For quite a while now, I have been using IMAP exclusively with all my emails arriving into INBOX. I use several accounts, out of which personal, mailing lists and work, are the most important ones.
I used to keep all of my uncategorised read emails in my INBOX, while saving categorised ones into their respective IMAP folders, but nowadays I tend to lean closer to "INBOX Zero" philosophy.
All emails still arrive in my INBOX, I save the ones which I might need in the future into their respective categories' IMAP folders while simply deleting unwanted ones, taging SPAM, leaving the ones which require attention (reading and/or replying) in INBOX, while automatically moving all uncategorised read emails into 'read' folder. There are currently less than 100 emails in the 'read' folder - I go through it infrequently and if I find more than three emails of the same "type", I create a category (another folder) for them. I don't bother creating categories for a single or two emails.
I don't tag my emails with more than one category at a time - did not need to. I either choose a broad one or split them into distinct ones.
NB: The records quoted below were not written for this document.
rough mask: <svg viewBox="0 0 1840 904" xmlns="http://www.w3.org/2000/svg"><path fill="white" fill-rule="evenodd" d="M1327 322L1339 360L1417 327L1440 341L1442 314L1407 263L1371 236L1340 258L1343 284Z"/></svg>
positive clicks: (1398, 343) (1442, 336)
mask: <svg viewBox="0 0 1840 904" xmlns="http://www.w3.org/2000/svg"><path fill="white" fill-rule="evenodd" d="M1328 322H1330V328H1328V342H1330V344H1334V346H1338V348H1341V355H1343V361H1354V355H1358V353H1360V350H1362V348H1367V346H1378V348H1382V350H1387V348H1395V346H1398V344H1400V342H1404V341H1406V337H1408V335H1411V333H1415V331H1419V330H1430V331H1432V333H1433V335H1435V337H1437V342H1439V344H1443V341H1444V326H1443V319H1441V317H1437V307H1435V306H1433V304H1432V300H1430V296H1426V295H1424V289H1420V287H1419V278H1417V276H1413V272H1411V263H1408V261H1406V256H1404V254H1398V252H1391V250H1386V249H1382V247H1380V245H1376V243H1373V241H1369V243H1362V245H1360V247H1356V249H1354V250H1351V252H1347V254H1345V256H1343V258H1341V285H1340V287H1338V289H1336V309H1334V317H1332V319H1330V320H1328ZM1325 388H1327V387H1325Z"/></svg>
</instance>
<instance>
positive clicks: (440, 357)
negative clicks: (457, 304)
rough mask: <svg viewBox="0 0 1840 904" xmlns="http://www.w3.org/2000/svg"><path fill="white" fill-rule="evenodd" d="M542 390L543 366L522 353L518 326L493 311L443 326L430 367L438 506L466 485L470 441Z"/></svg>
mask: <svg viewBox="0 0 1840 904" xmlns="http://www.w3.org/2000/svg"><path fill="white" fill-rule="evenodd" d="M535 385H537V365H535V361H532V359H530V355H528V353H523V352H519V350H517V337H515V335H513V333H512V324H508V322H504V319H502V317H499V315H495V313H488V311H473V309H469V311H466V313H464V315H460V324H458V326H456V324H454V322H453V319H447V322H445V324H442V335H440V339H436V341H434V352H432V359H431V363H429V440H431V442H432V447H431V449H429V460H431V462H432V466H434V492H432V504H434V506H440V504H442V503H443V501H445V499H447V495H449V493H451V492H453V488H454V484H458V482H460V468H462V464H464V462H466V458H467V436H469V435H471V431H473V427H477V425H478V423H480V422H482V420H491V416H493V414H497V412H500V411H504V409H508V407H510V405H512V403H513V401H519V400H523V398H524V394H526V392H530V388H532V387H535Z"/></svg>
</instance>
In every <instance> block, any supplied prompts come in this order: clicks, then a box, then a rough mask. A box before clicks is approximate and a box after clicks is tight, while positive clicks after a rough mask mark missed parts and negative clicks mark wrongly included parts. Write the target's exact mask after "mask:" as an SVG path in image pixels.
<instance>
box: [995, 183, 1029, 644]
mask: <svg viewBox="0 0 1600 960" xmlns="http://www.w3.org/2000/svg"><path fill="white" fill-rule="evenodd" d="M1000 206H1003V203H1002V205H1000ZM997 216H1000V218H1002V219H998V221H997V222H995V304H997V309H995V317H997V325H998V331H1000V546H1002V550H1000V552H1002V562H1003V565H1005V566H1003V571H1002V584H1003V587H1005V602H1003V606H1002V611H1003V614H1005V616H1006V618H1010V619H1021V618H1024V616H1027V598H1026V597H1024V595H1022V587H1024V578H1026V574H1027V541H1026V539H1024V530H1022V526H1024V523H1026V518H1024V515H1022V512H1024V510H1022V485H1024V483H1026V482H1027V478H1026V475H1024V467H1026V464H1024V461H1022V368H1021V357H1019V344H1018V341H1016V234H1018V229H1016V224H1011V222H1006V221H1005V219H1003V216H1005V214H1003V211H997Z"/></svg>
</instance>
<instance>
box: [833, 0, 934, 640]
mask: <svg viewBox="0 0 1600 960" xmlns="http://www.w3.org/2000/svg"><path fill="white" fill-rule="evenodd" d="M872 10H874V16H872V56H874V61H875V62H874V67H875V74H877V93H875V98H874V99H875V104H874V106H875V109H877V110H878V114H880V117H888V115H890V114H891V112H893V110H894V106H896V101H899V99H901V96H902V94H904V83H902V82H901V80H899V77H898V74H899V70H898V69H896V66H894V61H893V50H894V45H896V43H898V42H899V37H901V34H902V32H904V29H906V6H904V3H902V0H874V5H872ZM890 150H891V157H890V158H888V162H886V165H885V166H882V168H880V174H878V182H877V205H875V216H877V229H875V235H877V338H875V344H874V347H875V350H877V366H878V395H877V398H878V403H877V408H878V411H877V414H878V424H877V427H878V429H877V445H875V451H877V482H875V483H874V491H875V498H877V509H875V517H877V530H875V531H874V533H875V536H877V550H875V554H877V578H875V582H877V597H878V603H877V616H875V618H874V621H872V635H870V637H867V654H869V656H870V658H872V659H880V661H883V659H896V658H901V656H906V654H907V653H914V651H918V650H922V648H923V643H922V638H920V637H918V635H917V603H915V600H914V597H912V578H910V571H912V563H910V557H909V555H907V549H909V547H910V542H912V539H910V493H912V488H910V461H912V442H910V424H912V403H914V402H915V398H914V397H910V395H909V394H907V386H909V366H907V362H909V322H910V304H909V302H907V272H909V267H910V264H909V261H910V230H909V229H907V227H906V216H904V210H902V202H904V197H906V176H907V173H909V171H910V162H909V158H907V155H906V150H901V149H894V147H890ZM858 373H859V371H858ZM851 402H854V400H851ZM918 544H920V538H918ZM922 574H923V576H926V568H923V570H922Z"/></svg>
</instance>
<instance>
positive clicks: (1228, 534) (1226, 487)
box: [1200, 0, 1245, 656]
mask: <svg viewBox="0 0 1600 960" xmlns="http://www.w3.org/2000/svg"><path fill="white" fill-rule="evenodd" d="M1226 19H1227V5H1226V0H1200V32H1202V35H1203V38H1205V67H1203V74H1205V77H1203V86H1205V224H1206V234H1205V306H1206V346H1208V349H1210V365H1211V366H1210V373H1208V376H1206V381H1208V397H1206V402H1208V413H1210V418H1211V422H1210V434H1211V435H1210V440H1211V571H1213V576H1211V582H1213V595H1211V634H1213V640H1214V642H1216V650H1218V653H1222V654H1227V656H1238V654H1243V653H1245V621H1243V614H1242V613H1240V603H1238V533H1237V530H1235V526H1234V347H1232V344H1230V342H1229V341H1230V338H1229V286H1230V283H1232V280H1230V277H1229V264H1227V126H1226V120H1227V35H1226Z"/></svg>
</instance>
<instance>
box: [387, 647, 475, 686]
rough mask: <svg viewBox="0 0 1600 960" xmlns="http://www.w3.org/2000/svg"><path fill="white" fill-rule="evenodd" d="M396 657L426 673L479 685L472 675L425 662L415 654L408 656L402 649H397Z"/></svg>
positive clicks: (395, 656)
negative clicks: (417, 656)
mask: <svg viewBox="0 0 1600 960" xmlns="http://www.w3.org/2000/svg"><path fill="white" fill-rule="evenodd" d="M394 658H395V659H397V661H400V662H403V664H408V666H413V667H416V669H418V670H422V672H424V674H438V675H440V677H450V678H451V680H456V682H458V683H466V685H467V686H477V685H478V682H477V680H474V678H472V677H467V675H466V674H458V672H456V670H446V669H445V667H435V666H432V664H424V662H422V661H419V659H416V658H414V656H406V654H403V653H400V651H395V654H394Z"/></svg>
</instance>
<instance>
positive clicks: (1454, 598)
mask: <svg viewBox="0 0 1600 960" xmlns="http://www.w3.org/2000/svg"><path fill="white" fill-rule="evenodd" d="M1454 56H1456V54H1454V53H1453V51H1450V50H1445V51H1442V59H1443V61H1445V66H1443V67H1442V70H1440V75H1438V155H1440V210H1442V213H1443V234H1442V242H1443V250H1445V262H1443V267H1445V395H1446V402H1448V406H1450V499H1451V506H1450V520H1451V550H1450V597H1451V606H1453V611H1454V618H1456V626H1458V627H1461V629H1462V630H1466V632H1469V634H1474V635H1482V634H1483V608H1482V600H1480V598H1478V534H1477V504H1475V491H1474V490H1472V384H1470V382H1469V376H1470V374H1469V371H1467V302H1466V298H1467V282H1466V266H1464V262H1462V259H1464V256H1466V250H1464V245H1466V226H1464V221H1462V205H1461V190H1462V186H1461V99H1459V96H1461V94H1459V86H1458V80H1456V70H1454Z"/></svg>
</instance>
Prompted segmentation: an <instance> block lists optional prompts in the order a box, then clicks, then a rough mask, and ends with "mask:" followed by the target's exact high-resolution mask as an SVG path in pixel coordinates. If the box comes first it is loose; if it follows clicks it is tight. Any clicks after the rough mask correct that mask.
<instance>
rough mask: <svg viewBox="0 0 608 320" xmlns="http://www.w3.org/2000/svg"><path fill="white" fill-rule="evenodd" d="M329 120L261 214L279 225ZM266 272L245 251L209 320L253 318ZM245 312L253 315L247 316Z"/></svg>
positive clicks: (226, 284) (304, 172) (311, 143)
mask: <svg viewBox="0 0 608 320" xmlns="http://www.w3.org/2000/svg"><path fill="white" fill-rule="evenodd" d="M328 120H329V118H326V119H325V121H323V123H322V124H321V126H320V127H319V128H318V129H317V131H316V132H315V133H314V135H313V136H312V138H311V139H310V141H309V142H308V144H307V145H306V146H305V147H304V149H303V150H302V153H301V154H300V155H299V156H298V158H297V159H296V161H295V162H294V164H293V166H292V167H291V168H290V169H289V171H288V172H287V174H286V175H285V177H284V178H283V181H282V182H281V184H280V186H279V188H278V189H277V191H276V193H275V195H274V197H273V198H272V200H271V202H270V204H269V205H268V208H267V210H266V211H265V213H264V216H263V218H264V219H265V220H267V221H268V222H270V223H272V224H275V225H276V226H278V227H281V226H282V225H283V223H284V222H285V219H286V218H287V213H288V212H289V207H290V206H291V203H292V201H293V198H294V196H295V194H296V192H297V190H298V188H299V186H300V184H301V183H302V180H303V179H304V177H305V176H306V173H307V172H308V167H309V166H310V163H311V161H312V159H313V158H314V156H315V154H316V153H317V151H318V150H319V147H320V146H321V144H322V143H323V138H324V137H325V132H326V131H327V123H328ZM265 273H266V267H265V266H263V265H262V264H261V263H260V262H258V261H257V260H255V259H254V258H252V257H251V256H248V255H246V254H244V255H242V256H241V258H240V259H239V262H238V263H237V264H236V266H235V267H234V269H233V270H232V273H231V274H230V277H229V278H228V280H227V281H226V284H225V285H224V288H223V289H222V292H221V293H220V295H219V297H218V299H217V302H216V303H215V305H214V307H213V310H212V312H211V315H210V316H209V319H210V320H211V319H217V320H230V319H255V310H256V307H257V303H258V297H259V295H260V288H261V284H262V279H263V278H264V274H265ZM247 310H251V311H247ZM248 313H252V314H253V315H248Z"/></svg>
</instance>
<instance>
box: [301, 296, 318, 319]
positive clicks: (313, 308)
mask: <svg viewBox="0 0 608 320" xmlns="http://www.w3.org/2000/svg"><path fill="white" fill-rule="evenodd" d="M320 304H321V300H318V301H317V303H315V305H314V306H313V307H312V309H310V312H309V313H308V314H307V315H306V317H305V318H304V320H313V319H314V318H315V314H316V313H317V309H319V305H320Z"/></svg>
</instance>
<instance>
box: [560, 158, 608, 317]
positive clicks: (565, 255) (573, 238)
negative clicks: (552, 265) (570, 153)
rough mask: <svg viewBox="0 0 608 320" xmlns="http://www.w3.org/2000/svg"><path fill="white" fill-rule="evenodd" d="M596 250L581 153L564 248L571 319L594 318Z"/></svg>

I don't use separate "need attention" or "need reading" and "need replying" categories as I tend to forget even about the 'postponed' ones. Everything needing attention being left in the INBOX simply works better for me.
I don't keep mail offline any more and if any needs attention, it's usually a reply, for which I need to be online anyway. I do, obviously, make sure that the important information, which I mind need while being offline, is.
I use Mutt for all of that and find its 'c' and 'y' keybindings and other macros invaluable.
All of the above, currently, works for me.